第5章 聖者の行進がやってくるとき

1.泣くほど心配したんだぞ

 迷うな。きみの守りたいと思うものを、きみのやり方で守れ。


(俺の守りたいものを?)

(俺のやり方で?)


 ぼんやりと目を開ける。瞼が重く、頭には鈍い痛み。消毒薬のにおい。

 次第にクリアになってきた視界に、瞳を潤ませて不安げな顔でじっと楠見を見つめているひとりの少年。


「ああ、キョウ……」


 何を置いても、ひとまず名を呼びかける。そうして体を起こそうとすると、ますます頭が痛む。手を当てながら、体を布団に押し込めておこうとする見えない力に抵抗して。

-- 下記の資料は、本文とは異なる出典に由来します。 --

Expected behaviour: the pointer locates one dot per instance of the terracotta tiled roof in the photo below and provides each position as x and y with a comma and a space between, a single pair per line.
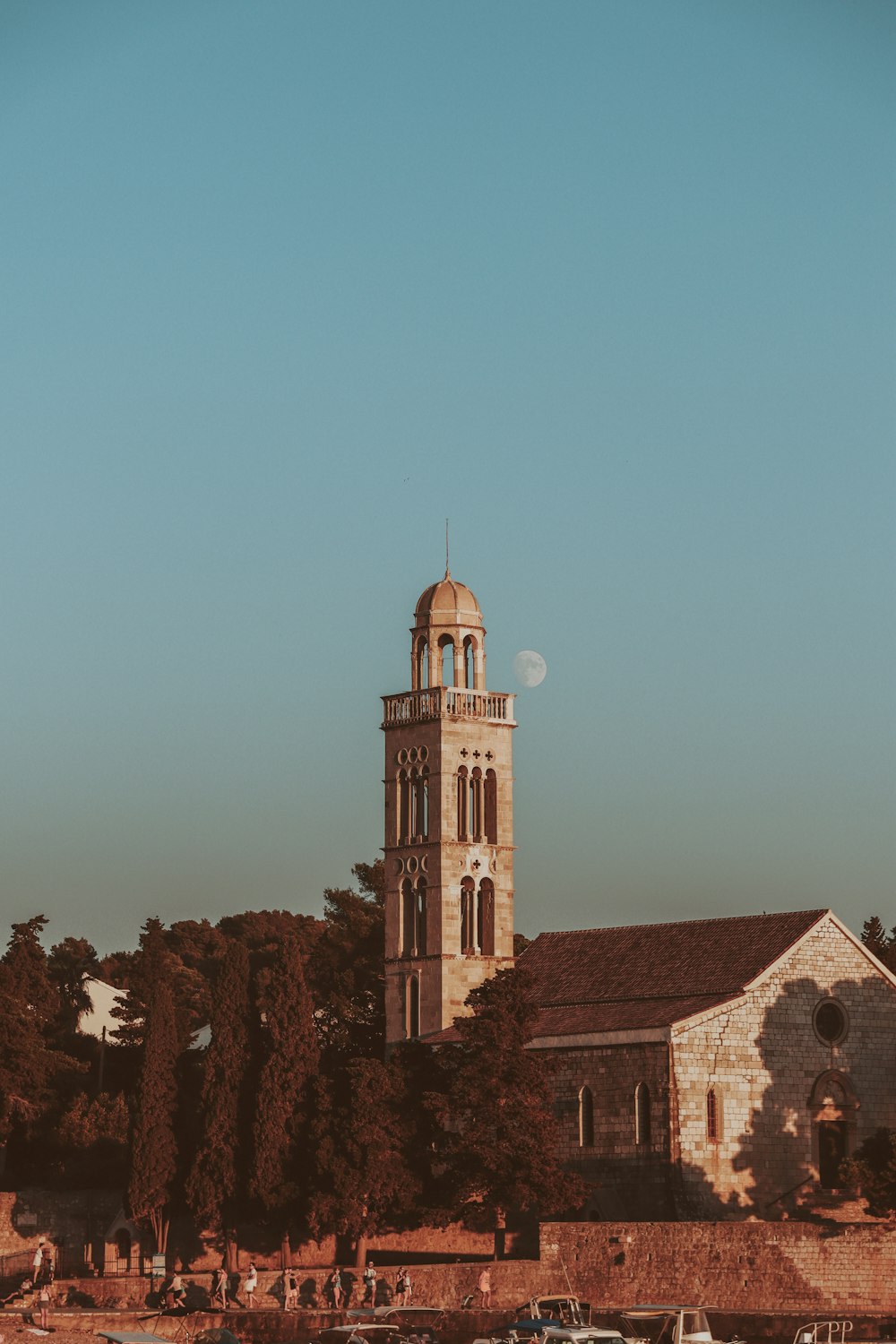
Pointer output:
653, 975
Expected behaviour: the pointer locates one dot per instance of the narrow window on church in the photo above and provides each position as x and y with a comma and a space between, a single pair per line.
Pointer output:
461, 803
485, 918
409, 922
419, 918
642, 1115
424, 804
490, 806
469, 644
468, 916
421, 666
403, 808
586, 1118
446, 645
476, 804
416, 803
414, 1007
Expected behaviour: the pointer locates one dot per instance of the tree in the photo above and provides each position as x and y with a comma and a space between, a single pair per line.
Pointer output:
153, 1142
70, 964
29, 1004
365, 1180
280, 1176
347, 976
500, 1133
215, 1182
874, 1168
877, 941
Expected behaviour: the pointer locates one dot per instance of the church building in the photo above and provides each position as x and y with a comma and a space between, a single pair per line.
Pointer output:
708, 1069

 パイプ椅子に腰掛けて覗き込むように見ていたキョウは、くるりと背後を向いた。


「マキっ。くすみ起きたっ」

 ほんのわずかに興奮をにじませたキョウの呼び声に、カーテンの向こう側から「はいよー」と呑気な返事。


 ああ、診療所か、と楠見は思う。マキの勤務する緑楠学園診療所は、楠見の執務室のある学園事務棟の一階。L字に曲がった建物の、中庭を挟んだ対角にある。

 意識を失ってしまった楠見を、連れてきて手当てしてくれたのだろう。

 徐々に、先ほどまでの出来事をくっきりと思い出し、同時に緊張が呼び戻される。


「キョウ。お前、怪我はないか?」

 投げ飛ばされて、壁にぶつかって、それから――どうなった?

 少年の肩に手を置いて聞くと、彼はこくりと頷いた。


 カーテンが開き、白衣姿のマキが姿を現す。

「キョウならなんともないよ」そう言って、医師はメガネの奥の瞳に微笑みを浮かべる。「楠見。お前は? 気分悪いとかないか?」


「あ? ああ……」

 側頭部を押さえたまま答えると、マキはホッとしたような苦笑するようなあいまいな表情で、小さく息をついた。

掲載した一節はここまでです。